Third, Air Marshalls
Naked body scans are an invasion of privacy, the government has no right. The “terrorists” are winning because they are turning the west into a police state. Wait till they roll out these scanners on highways, and train stations…you silly sheep deserve neither freedom, nor liberty that’s why you are being treated like children who can’t think or defend themselves.
@svukelich: The 4th amendment of the US constitution applies to every US citizen on ALL US soil. It is not in any way revoked just because you choose to fly. You should also familiarize yourself with the 14th amendment, section 1, which also applies:
All persons born or naturalized in the United States, and subject to the jurisdiction thereof, are citizens of the United States and of the State wherein they reside. No State shall make or enforce any law which shall abridge the privileges or immunities of citizens of the United States; nor shall any State deprive any person of life, liberty, or property, without due process of law; nor deny to any person within its jurisdiction the equal protection of the laws.

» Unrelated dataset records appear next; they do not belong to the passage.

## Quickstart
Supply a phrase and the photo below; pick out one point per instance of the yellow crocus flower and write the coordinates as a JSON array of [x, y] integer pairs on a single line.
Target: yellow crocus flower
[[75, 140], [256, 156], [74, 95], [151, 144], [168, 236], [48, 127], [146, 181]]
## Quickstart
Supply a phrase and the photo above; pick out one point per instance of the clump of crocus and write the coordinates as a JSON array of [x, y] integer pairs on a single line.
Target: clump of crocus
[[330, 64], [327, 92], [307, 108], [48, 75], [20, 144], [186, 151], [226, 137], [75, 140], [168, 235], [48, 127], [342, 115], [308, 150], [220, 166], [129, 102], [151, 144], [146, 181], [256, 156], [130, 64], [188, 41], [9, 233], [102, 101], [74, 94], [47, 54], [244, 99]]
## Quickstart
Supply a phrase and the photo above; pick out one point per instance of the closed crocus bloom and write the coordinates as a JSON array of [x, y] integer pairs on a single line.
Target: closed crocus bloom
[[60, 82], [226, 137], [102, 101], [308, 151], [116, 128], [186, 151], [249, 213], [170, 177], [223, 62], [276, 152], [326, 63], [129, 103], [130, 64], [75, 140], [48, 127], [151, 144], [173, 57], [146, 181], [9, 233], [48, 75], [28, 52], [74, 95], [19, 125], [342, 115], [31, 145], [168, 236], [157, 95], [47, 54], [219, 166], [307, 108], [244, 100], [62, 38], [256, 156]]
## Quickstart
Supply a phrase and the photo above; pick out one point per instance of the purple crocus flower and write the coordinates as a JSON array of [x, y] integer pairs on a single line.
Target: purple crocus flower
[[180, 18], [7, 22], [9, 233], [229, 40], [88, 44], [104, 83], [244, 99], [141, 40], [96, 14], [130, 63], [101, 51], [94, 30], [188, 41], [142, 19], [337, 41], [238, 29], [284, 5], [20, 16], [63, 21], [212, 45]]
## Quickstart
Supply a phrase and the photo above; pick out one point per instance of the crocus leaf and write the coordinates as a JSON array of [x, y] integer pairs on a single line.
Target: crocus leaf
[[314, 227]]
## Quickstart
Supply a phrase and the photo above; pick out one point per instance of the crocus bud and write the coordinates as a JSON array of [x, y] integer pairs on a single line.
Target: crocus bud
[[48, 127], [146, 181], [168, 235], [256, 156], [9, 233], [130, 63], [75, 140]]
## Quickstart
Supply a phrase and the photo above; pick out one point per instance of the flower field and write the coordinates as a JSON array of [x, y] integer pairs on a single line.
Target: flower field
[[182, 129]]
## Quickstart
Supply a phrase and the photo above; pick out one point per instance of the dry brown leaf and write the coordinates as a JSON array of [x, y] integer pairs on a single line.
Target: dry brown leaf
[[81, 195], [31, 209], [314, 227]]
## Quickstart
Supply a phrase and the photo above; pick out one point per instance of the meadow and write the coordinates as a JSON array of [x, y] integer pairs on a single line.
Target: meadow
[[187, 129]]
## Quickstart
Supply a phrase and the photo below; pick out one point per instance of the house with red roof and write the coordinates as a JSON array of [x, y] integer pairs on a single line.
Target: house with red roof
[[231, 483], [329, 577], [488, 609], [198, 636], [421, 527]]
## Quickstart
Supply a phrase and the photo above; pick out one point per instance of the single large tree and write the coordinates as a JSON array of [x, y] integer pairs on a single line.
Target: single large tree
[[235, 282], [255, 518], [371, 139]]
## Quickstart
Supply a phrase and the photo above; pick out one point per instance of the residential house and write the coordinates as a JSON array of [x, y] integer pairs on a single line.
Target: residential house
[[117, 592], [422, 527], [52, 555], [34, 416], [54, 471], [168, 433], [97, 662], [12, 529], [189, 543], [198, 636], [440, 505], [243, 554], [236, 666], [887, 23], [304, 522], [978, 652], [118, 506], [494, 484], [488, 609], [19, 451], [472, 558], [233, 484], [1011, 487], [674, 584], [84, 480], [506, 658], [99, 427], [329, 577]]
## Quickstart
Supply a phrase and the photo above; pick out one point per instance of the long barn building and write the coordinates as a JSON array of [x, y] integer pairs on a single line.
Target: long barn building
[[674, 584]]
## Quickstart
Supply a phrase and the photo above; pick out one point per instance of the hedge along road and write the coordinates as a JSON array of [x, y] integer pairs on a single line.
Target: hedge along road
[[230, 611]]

Finally, remember the words of one of the greatest Americans, Benjamin Franklin: "Those who would give up Essential Liberty to purchase a little Temporary Safety, deserve neither Liberty nor Safety."
Just out of curiousity...Is this entirely new software or just a new interface on the old image?
As a developer I can tell you that I constantly create new interfaces for the same old code functioning on websites and applications. It still functions the same, but looks prettier.
Has anyone ever checked to ensure that these supposed "new" machines dont still take those voyeuristic images?
Honestly, its hard to trust the TSA.
They have been caught before lying about not storing those images or being able to pull them off the machines.
It wouldnt be the first time the public was fooled into feeling safe with a pretty picture and false or incomplete info.
i hate to break it to you literal interpretation of the constitution right wing nut bags, the only opinion on these searches being legal that counts is the supreme court's opinion (which leans conservative), they are legal searches period, try going to a court house lately? the right of the public at large to be safe/safer over-rides the individual's rights of privacy, cry all you want, get searched or don't fly is reality, would you prefer no searches, got a ticket, cool beans, just walk right in
@drchuck...
So, I sure hope thats not your idea of bed-side manners.
(if you even are a doctor)
Seriously? calling people right-wing nutbags?
Pretty much limits any serious discussion when you make yourself out to be close-minded to other people's opinions.
Besides, who said people DIDNT want searches?
All that I have seen is poeple asking for 3 main things:
1) "Safe" scanners that dont bombard you with dangerous radiation (yes, recent reports have brought into question their safety)
2) TSA agents who arent there to:
- fondle people inappropriately (especially the elderly, children and handicapped)
- steal people possessions
3) Accountability for TSA agents that do go too far
That really doesn't sound like too much to ask for.